ListVector<T> is the underlying representation for such columns:
// Create a data frame with a list-valued column
var ids = Vector.Create(new[] { 101, 102, 103 });
var measurements = Vector.CopyFromAsLists(new[] {
new[] { 1.5, 2.3, 1.8 },
new[] { 4.1, 3.9, 4.5, 4.2 },
new[] { 2.1, 2.0 }
});
var df = DataFrame.FromColumns(
("ID", ids),
("Measurements", measurements)
);
Console.WriteLine(df);You can compute statistics on list-valued columns and add them as new columns:
// Compute statistics on list column
var measCol = df["Measurements"].As<IReadOnlyList<double>>();
var listVector = measCol as ListVector<double>;
if (listVector != null)
{
var means = listVector.AggregateLists(Aggregators.Mean);
df["Mean"] = means;
var counts = listVector.GetListLengths();
df["Count"] = counts;
}
Console.WriteLine(df);This pattern is particularly useful when working with grouped data that you want to preserve in a structured format rather than flattening immediately.

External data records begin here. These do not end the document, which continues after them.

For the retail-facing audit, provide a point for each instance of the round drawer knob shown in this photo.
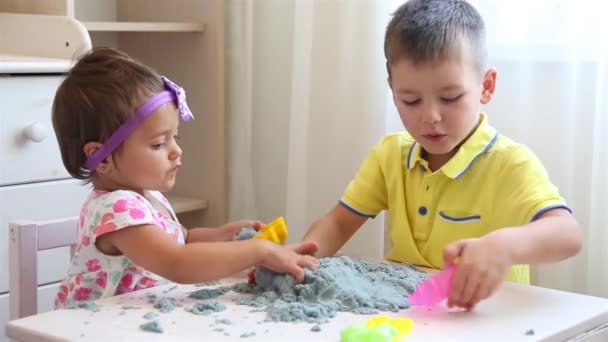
(35, 132)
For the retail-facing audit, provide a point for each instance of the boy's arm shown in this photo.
(483, 262)
(333, 230)
(553, 237)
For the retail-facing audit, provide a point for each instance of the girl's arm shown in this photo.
(226, 232)
(151, 248)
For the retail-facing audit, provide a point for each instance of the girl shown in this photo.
(116, 122)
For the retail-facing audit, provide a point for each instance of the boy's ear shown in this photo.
(89, 148)
(488, 85)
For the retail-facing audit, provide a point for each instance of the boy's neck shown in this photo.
(436, 161)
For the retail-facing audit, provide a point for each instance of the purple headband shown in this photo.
(173, 93)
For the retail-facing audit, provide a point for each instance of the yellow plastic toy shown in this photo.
(378, 329)
(404, 326)
(275, 231)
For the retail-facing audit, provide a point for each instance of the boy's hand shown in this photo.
(481, 267)
(230, 230)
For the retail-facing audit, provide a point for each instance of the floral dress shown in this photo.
(93, 274)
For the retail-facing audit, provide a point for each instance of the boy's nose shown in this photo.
(431, 114)
(176, 152)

When to Use ListVector<T> vs Other Representations
Use ListVector<T> when:
List lengths vary meaningfully and should be preserved.

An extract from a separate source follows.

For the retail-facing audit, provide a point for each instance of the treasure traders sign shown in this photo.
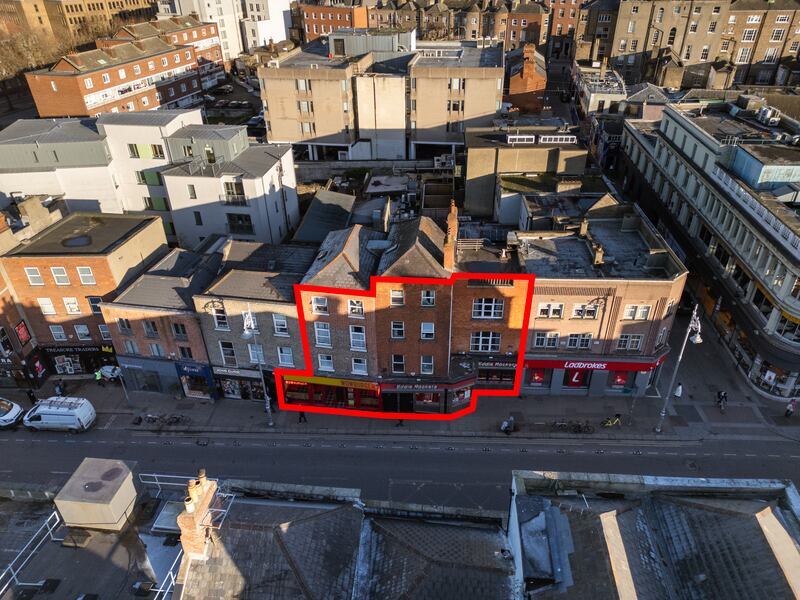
(593, 365)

The grouping structure is important for analysis or aggregation.
You want to perform per-list operations or transformations.
The data naturally arises from a grouping operation.
Use dense matrices when:
Data is naturally rectangular (all rows/columns have the same length).
You have already padded or truncated lists to a fixed length for downstream algorithms (e.g., machine learning or statistical methods that require rectangular input).
In many workflows, you may start with a ListVector<T> to preserve the natural structure of your data, perform per-list analysis, and then convert to a matrix when needed for algorithms that require rectangular data.